Prove that cos² (α - β) + cos² β + 2 cos (α - β) cos α cos β is independent of β.

Answer 1

we have to prove : cos² (α - β) + cos² β - 2 cos (α - β) cos α cos β is independent of β.

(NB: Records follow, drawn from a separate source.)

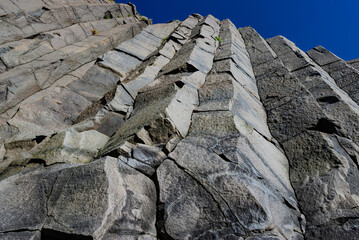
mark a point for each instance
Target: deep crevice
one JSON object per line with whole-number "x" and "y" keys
{"x": 49, "y": 234}
{"x": 37, "y": 161}
{"x": 326, "y": 126}
{"x": 160, "y": 213}
{"x": 328, "y": 99}
{"x": 40, "y": 138}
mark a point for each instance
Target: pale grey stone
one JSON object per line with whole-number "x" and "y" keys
{"x": 119, "y": 62}
{"x": 147, "y": 41}
{"x": 71, "y": 147}
{"x": 95, "y": 193}
{"x": 95, "y": 83}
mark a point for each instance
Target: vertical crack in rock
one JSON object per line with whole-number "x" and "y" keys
{"x": 114, "y": 128}
{"x": 304, "y": 118}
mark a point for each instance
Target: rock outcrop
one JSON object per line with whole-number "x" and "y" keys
{"x": 112, "y": 127}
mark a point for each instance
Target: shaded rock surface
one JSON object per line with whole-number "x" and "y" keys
{"x": 112, "y": 127}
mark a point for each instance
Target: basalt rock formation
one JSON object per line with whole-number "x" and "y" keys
{"x": 112, "y": 127}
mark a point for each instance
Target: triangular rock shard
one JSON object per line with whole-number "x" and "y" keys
{"x": 112, "y": 127}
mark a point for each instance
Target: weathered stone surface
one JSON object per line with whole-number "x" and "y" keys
{"x": 323, "y": 169}
{"x": 113, "y": 128}
{"x": 107, "y": 197}
{"x": 71, "y": 147}
{"x": 336, "y": 104}
{"x": 345, "y": 76}
{"x": 25, "y": 235}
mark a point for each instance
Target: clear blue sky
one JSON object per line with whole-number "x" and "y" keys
{"x": 334, "y": 24}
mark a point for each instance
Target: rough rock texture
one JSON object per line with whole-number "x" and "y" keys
{"x": 114, "y": 128}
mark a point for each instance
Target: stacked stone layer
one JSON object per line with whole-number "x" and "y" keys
{"x": 114, "y": 128}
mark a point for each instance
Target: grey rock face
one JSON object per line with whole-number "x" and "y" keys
{"x": 354, "y": 63}
{"x": 114, "y": 128}
{"x": 345, "y": 76}
{"x": 311, "y": 133}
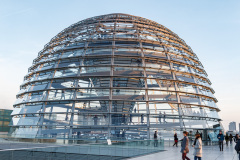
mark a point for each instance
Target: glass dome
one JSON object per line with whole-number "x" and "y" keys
{"x": 114, "y": 76}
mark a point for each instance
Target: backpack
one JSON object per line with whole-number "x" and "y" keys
{"x": 237, "y": 147}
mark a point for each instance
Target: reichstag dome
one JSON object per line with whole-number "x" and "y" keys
{"x": 115, "y": 76}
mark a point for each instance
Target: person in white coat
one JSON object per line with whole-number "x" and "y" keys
{"x": 197, "y": 145}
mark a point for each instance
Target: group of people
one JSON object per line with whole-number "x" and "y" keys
{"x": 230, "y": 138}
{"x": 197, "y": 145}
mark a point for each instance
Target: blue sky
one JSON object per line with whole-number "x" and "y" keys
{"x": 211, "y": 28}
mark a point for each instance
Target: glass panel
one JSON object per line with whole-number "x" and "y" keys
{"x": 92, "y": 93}
{"x": 99, "y": 51}
{"x": 128, "y": 82}
{"x": 66, "y": 72}
{"x": 95, "y": 106}
{"x": 161, "y": 96}
{"x": 28, "y": 121}
{"x": 51, "y": 108}
{"x": 125, "y": 71}
{"x": 160, "y": 84}
{"x": 57, "y": 119}
{"x": 154, "y": 73}
{"x": 95, "y": 71}
{"x": 60, "y": 94}
{"x": 129, "y": 94}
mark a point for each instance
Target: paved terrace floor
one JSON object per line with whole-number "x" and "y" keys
{"x": 209, "y": 153}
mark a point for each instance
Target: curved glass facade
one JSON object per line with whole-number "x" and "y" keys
{"x": 114, "y": 76}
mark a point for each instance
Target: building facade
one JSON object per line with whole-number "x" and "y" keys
{"x": 115, "y": 76}
{"x": 5, "y": 118}
{"x": 232, "y": 126}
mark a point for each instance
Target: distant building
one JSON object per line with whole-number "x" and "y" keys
{"x": 239, "y": 127}
{"x": 232, "y": 126}
{"x": 5, "y": 118}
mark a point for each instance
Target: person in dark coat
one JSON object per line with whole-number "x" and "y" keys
{"x": 236, "y": 138}
{"x": 237, "y": 147}
{"x": 155, "y": 139}
{"x": 230, "y": 138}
{"x": 184, "y": 146}
{"x": 220, "y": 137}
{"x": 197, "y": 145}
{"x": 227, "y": 139}
{"x": 175, "y": 140}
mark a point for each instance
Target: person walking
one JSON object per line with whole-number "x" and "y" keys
{"x": 237, "y": 147}
{"x": 220, "y": 137}
{"x": 155, "y": 139}
{"x": 227, "y": 139}
{"x": 236, "y": 138}
{"x": 184, "y": 146}
{"x": 197, "y": 145}
{"x": 175, "y": 140}
{"x": 230, "y": 139}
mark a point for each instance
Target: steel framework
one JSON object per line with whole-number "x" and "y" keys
{"x": 114, "y": 75}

cos² (α - β) = $(cos\alpha.cos\beta+sin\alpha.sin\beta)^2$

=$cos^2\alpha.cos^2\beta+sin^2\alpha.sin^2\beta+2cos\alpha cos\beta sin\alpha sin\beta$

now, cos² (α - β) + cos² β - 2 cos (α - β) cos α cos β

=$cos^2\alpha.cos^2\beta+sin^2\alpha.sin^2\beta+2cos\alpha cos\beta sin\alpha sin\beta+cos^2\beta-2(cos\alpha.cos\beta+sin\alpha.sin\beta)cos\alpha.cos\beta$

=$cos^2\alpha.cos^2\beta+sin^2\alpha.sin^2\beta+2cos\alpha cos\beta sin\alpha sin\beta+cos^2\beta-2cos\alpha.cos\beta.sin\alpha.sin\beta -2cos^2\alpha.cos^2\beta$

=$cos^2\beta+sin^2\alpha.sin^2\beta-cos^2\alpha.cos^2\beta$

= $cos^2\beta(1-cos^2\alpha)+sin^2\alpha.sin^2\beta$

= $cos^2\beta sin^2\alpha+sin^2\alpha.sin^2\beta$

= $sin^2\alpha(sin^2\beta+cos^2\beta)$

= $sin^2\alpha$

here it is clear that solution of cos² (α - β) + cos² β - 2 cos (α - β) cos α cos β independent of $\beta$

Answer 2

HELLO DEAR,




GIVEN:-
cos² (α - β) = $\bold{(cos\alpha.cos\beta+sin\alpha.sin\beta)^2}$

=> $\bold{cos^2\alpha.cos^2\beta+sin^2\alpha.sin^2\beta+2cos\alpha cos\beta sin\alpha sin\beta}$


now,
cos² (α - β) + cos² β - 2 cos (α - β) cos α cos β

=> $\bold{cos^2\alpha.cos^2\beta+sin^2\alpha.sin^2\beta+2cos\alpha cos\beta sin\alpha sin\beta+cos^2\beta-2(cos\alpha.cos\beta+sin\alpha.sin\beta)cos\alpha.cos\beta}$

=> $\bold{cos^2\alpha.cos^2\beta+sin^2\alpha.sin^2\beta+2cos\alpha cos\beta sin\alpha sin\beta+cos^2\beta-2cos\alpha.cos\beta.sin\alpha.sin\beta -2cos^2\alpha.cos^2\beta}$

=> $\bold{cos^2\beta+sin^2\alpha.sin^2\beta-cos^2\alpha.cos^2\beta}$

=> $\bold{cos^2\beta(1-cos^2\alpha)+sin^2\alpha.sin^2\beta}$

=> $\bold{cos^2\beta sin^2\alpha+sin^2\alpha.sin^2\beta}$

=> $\bold{sin^2\alpha(sin^2\beta+cos^2\beta)}$

=> $\bold{sin^2\alpha}$


hence, it is clear that solution of cos² (α - β) + cos² β - 2 cos (α - β) cos α cos β independent of $\beta$



I HOPE IT'S HELP YOU DEAR,
THANKS